Cette affaire avec ses diverses ramifications, cela sans préjuger d’une éventuelle inculpation d’Adelson, met en lumière les extraordinaires ramifications existantes entre le crime organisé aussi bien que quelques milliardaires des milieux extrémistes, et la direction politique washingtonienne. (Certes, la même situation existe du côté démocrate, selon d’autres filières, notamment Wall Street, qui entretient dans certaines de ses filiales des organisations qu’on peut effectivement qualifier de “crime organisé”.) Les habituels sceptiques diront “tout le monde le sait”, et ils auront tort, comme d’habitude. Une telle possible exposition, avec de possibles inculpations ou la fuite de l’un ou l’autre (Adelson) des USA, de ce que “tout le monde sait” dépasse d’une façon décisive en impact psychologique et intellectuel le “savoir” non substantivé de la chose. Le spectacle qui se forme peu à peu est bien, dans ce cas mais sans oublier que le parti démocrate recèle d’autres cas du même type, la situation d’un parti politique, et de l’une des deux branches du “parti unique”, complètement à la solde d’un homme, d’une fortune, d’une orientation politique, – mais surtout, finalement, complètement à la solde du crime organisé en tant que tel et sans réel intermédiaire pour atténuer l’infamie. Il s’agit du degré absolu, non seulement de la corruption, mais en plus de l’inversion totale de toutes les “valeurs” dont ce monde politique est comptable. Gordon Duff fait cette hypothèse, dans le cas où effectivement Adelson arriverait à concrétiser son “achat” du parti républicain et de ses candidats pour les présidentielles ; il s’agit d’une hypothèse déstructurante fondamentale des USA, qui fait l’hypothèse que certaines entités régionales US, au niveau des États ou groupes d’États de l’Union, ne pourraient accepter une telle corruption affichée, revenant à l’acquisition pure et simple par le crime organisé et l’extrémisme de l’appareil politique US, et s'orienterait vers un état de sécession :
«Critical is Adelson’s virtual control of America’s pro-Israel Republican Party. The GOP had hopes of using Adelson cash to gain control of the United States Senate.
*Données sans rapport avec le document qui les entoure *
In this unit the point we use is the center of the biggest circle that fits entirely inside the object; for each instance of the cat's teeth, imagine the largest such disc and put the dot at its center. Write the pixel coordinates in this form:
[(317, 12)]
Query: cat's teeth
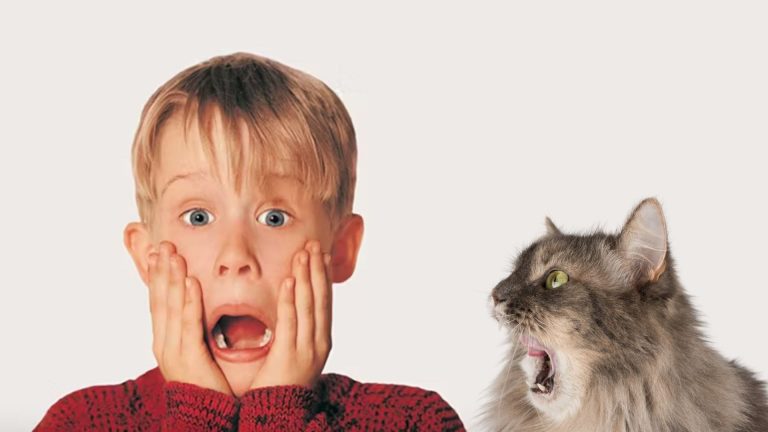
[(266, 338)]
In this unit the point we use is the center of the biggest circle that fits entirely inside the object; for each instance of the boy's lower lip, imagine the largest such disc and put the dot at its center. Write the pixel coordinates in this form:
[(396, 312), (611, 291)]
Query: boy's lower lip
[(240, 355)]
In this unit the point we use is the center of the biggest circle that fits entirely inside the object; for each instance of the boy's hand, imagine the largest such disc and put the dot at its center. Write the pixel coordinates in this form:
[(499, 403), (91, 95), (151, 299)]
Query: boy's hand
[(175, 301), (303, 330)]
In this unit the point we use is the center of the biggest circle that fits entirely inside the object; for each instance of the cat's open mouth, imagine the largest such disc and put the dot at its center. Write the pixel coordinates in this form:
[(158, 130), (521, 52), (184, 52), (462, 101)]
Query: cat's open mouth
[(544, 363)]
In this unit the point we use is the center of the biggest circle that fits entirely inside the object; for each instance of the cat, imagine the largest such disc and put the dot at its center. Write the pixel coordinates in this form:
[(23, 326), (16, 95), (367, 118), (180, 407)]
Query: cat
[(604, 338)]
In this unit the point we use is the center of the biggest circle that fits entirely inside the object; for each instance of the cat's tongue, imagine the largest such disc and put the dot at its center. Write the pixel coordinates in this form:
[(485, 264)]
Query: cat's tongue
[(243, 332)]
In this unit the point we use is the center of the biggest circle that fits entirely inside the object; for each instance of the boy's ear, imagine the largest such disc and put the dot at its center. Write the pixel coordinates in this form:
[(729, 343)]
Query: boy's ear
[(346, 245), (139, 244)]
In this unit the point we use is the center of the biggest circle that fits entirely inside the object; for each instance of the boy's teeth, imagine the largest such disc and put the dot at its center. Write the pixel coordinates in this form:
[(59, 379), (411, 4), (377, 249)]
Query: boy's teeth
[(266, 338), (218, 336)]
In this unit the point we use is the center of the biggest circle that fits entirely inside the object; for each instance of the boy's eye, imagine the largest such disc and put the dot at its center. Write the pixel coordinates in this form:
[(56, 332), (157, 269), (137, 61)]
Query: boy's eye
[(556, 279), (197, 217), (274, 218)]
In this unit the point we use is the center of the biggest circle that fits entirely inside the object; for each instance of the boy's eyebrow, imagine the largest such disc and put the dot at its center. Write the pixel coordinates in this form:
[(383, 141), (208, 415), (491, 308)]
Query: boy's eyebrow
[(180, 177)]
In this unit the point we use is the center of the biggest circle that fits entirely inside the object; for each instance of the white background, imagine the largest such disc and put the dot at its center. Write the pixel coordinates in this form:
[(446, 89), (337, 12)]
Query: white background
[(474, 123)]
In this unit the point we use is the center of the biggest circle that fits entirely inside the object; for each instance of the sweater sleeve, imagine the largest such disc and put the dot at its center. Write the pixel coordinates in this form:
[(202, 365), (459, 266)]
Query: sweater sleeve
[(281, 408), (188, 408), (437, 415), (192, 408)]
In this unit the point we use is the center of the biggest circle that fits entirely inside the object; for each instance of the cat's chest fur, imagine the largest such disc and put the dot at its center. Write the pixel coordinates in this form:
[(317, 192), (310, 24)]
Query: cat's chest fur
[(653, 403)]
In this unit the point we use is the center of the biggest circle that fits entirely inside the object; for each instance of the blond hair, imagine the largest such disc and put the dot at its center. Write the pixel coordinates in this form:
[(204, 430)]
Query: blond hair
[(276, 120)]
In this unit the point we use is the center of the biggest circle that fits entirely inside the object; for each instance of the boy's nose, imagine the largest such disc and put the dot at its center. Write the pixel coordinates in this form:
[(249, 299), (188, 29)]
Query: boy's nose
[(237, 260), (242, 270)]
Analysts predict that were this to happen, America would not only move toward domestic collapse but there is a real possibility that regions of the US would seek to withdraw from the union, seeking an “autonomous zone.”»
D’autre part, si les sources de Duff sont bonnes et si, effectivement, Adelson est inculpé ou qu’il doit fuir, par conséquent si le parti républicain devait rembourser les sommes importantes qu’il a reçues (plusieurs centaines de $millions), ce parti se trouverait dans un état de banqueroute qui bouleverserait complètement la situation électorale. Dans ce cas, on se trouverait dans une situation politique complètement inédite, avec la porte ouverte à des mouvements et des candidats populistes. On peut même avancer que la remarque de Duff sur la cohésion interne US vaudrait également dans ce cas... Les révélations et les mises à jour des aspects divers, coutumiers et structurels, de la situation de la politique aux USA, – particulièrement aux USA où aucune règle régalienne ne prévaut, – contribuent à sans cesse fragiliser le Système exactement comme les poussées successives d’une marée en progression minent un château de sable. Avec des révélations et des mises à jour d’une telle puissance, la poussée de la marée est proche d’être irrésistible. Il est impossible de ne pas conclure qu’à un moment ou l’autre, le château cédera."